Shah’s assertion was delivered at the conclusion of the BJP’s Tamilagam Thalai Nimira Tamilanin Payanam yatra, a carefully staged effort to signal that the party has finally shaken off its outsider status in the Dravidian heartland. His pitch was expansive as he invoked Prime Minister Narendra Modi’s leadership and promised a “revolutionary journey” for Tamil Nadu, while vowing to uproot M.K. Stalin’s DMK. He argued that a combined BJP-AIADMK vote share in recent elections would have yielded sweeping parliamentary victories.
However, his ally EPS, speaking the same day in Salem, was unimpressed. EPS said that Tamil Nadu did not elect coalitions but governments and that the new government in 2026 would be the AIADMK’s alone. The contretemps has exposed a divided Opposition with barely four months left for the polls.
This lack of coherence automatically gives the advantage to the ruling Dravida Munnetra Kazhagam (DMK), which, for all its vulnerabilities, still enjoys a position of preponderance. Five years in office have dulled the DMK’s reformist edge while several promises from employment generation to urban governance remain under-delivered. Yet the DMK continues to benefit from a fractured opposition and from its deep-rooted command over the state’s political narrative.
That narrative, however, is beginning to fray. The DMK has retreated into an increasingly insular interpretation of Dravidianism, treating it less as a broad project of social justice and linguistic pride and more as a closed ideological preserve. What began as a radical movement to dismantle caste hierarchies and entrenched privilege now functions as a gatekeeping creed, invoked to delegitimise critics rather than broaden participation. Power within the party is tightly concentrated, and in the grooming of Udhayanidhi Stalin as future Chief Minister, the DMK has come to resemble the very dynastic politics it once claimed to oppose.
The party’s confrontational posture on religion has further narrowed its appeal. Provocative rhetoric on Sanatana Dharma and repeated administrative curbs on Hindu rituals have energised its loyal base while alienating a wider electorate that distinguishes between rationalism and ritual denigration. The Dravidian movement’s original challenge to orthodoxy was aimed at emancipation from social exclusion; its present incarnation increasingly reads as cultural belligerence.
Against this backdrop, the BJP’s renewed push into Tamil Nadu deserves context. For decades, it has tried and failed to crack the Dravidian fortress. From contesting alone in the 1990s, to aligning with the AIADMK at various points, to mounting cultural and symbolic overtures under Modi, the party has steadily increased its vote share but not its footprint. Its recent emphasis on Tamil language recognition in form of civil-service exams, railway announcements, a Subramania Bharati chair in Varanasi, translations of the Thirukkural is a conscious attempt to blunt the charge of cultural alienness.

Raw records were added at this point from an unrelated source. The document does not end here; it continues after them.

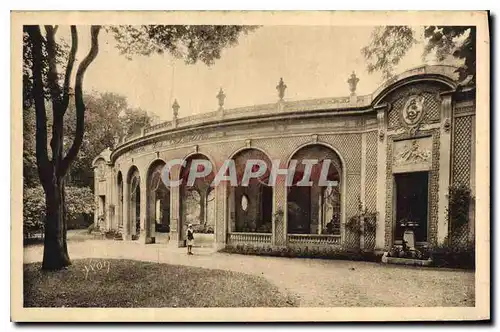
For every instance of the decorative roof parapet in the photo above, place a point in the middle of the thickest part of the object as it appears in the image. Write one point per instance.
(447, 73)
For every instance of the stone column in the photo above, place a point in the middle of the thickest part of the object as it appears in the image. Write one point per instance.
(220, 216)
(472, 208)
(126, 211)
(175, 238)
(381, 175)
(111, 198)
(315, 205)
(279, 237)
(144, 236)
(444, 166)
(362, 195)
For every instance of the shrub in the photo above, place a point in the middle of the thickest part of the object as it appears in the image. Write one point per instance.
(303, 252)
(459, 199)
(33, 211)
(79, 202)
(455, 256)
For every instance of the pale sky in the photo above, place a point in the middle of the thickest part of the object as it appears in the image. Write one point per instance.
(314, 62)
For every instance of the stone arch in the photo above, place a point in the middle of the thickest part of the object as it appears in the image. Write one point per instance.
(134, 200)
(250, 206)
(444, 78)
(193, 197)
(316, 209)
(157, 202)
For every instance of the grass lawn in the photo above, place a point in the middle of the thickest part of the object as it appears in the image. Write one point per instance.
(127, 283)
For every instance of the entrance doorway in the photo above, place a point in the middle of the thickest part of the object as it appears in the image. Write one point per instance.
(412, 193)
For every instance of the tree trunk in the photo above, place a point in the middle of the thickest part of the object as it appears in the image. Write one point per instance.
(55, 253)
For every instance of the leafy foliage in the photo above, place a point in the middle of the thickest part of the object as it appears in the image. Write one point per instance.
(62, 51)
(459, 199)
(389, 44)
(79, 202)
(193, 43)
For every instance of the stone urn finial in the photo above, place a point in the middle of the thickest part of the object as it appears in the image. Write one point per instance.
(353, 82)
(175, 108)
(281, 87)
(221, 97)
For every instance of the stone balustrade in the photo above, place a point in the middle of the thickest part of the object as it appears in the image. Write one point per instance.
(253, 238)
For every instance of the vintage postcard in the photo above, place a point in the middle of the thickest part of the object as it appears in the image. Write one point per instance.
(250, 166)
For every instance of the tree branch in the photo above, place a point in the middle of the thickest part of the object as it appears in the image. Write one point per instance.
(69, 67)
(38, 96)
(52, 75)
(80, 105)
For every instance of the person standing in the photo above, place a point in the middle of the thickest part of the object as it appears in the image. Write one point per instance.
(190, 239)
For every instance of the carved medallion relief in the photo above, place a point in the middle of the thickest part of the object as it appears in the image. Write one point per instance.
(412, 155)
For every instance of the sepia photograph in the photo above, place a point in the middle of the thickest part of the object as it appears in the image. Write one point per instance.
(299, 166)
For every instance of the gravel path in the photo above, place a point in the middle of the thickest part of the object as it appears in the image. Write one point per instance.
(313, 282)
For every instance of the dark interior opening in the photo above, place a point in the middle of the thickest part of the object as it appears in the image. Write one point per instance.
(412, 203)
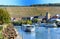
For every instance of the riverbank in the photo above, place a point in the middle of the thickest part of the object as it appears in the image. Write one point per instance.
(18, 35)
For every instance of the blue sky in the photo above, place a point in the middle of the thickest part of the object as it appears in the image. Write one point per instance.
(27, 2)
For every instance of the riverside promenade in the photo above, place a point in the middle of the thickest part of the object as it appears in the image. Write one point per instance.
(18, 35)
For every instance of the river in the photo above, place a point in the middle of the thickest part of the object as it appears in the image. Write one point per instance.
(40, 33)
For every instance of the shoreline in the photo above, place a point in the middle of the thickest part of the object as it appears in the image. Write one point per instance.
(18, 36)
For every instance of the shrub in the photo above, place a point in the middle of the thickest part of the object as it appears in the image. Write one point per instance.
(4, 16)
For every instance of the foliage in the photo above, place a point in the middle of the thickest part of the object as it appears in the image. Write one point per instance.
(4, 16)
(29, 22)
(35, 20)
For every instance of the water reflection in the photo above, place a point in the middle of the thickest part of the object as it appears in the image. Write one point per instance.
(41, 33)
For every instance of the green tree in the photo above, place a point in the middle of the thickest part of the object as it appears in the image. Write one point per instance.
(4, 16)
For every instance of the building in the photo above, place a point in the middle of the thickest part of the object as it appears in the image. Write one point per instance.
(48, 15)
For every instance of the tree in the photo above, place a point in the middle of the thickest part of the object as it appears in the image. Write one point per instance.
(4, 16)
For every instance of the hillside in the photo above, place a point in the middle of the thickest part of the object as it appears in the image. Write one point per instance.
(32, 11)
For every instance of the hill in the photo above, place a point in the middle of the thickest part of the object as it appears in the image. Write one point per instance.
(20, 11)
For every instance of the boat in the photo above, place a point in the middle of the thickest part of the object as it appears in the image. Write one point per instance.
(57, 21)
(50, 25)
(28, 28)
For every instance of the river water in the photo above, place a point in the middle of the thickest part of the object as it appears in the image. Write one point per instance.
(40, 33)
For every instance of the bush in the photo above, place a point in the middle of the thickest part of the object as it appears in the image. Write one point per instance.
(4, 16)
(28, 22)
(35, 20)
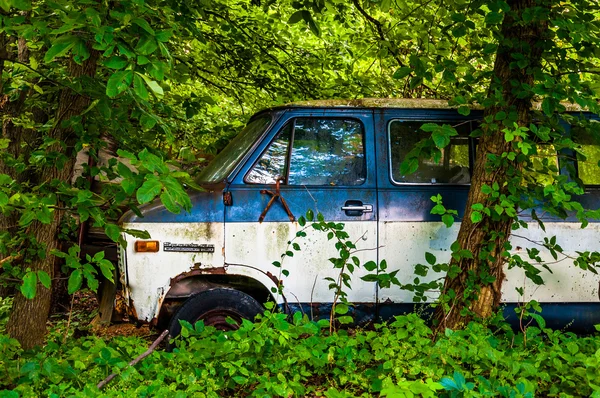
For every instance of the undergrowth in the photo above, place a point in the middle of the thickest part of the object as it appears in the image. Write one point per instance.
(277, 356)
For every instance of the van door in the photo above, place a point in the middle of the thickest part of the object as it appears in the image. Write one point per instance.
(407, 229)
(312, 159)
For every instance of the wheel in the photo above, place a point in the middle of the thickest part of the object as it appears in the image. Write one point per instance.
(214, 307)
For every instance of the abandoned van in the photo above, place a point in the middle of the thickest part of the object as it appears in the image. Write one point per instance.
(341, 159)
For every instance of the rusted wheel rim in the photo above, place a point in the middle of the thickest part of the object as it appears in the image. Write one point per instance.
(218, 319)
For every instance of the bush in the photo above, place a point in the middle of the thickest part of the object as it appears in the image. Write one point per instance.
(277, 357)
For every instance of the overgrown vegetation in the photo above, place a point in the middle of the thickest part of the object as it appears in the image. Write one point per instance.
(297, 357)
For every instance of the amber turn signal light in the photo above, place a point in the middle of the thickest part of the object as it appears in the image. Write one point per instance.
(146, 246)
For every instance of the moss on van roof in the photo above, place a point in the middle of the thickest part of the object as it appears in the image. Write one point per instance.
(375, 103)
(407, 103)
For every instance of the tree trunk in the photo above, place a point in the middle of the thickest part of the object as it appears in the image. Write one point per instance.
(27, 322)
(469, 297)
(16, 134)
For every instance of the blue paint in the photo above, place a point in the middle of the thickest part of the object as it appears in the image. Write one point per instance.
(391, 201)
(573, 317)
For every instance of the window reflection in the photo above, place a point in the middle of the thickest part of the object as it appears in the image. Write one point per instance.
(452, 168)
(324, 152)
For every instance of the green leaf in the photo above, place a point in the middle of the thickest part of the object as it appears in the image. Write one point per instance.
(402, 72)
(147, 121)
(45, 279)
(118, 83)
(154, 86)
(113, 232)
(116, 62)
(148, 191)
(430, 258)
(28, 288)
(370, 265)
(448, 220)
(75, 281)
(59, 49)
(476, 217)
(146, 45)
(142, 23)
(493, 18)
(295, 17)
(169, 202)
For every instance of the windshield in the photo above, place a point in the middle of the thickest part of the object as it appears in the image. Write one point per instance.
(228, 158)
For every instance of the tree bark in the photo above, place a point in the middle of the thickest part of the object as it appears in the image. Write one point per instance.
(471, 298)
(16, 134)
(27, 322)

But the BJP still lacks the organisational depth and local leadership needed to challenge Dravidian parties on their own turf. That makes alliance politics unavoidable. An NDA that speaks in multiple voices only reinforces the DMK’s claim that it alone offers stability.
If Tamil Nadu’s politics is to be renewed, the DMK’s long-standing dominance needs to be challenged by a credible alternative. And the Opposition must get its own house in order. That means agreeing on leadership and purpose rather than fighting parallel campaigns against each other.
Tamil voters have, in the past, shown a willingness to punish arrogance and reward coherence. Whether they do so again in 2026 will depend on whether the opposition can present itself as a single, serious challenger to the DMK’s insular order that increasingly mistakes longevity for legitimacy.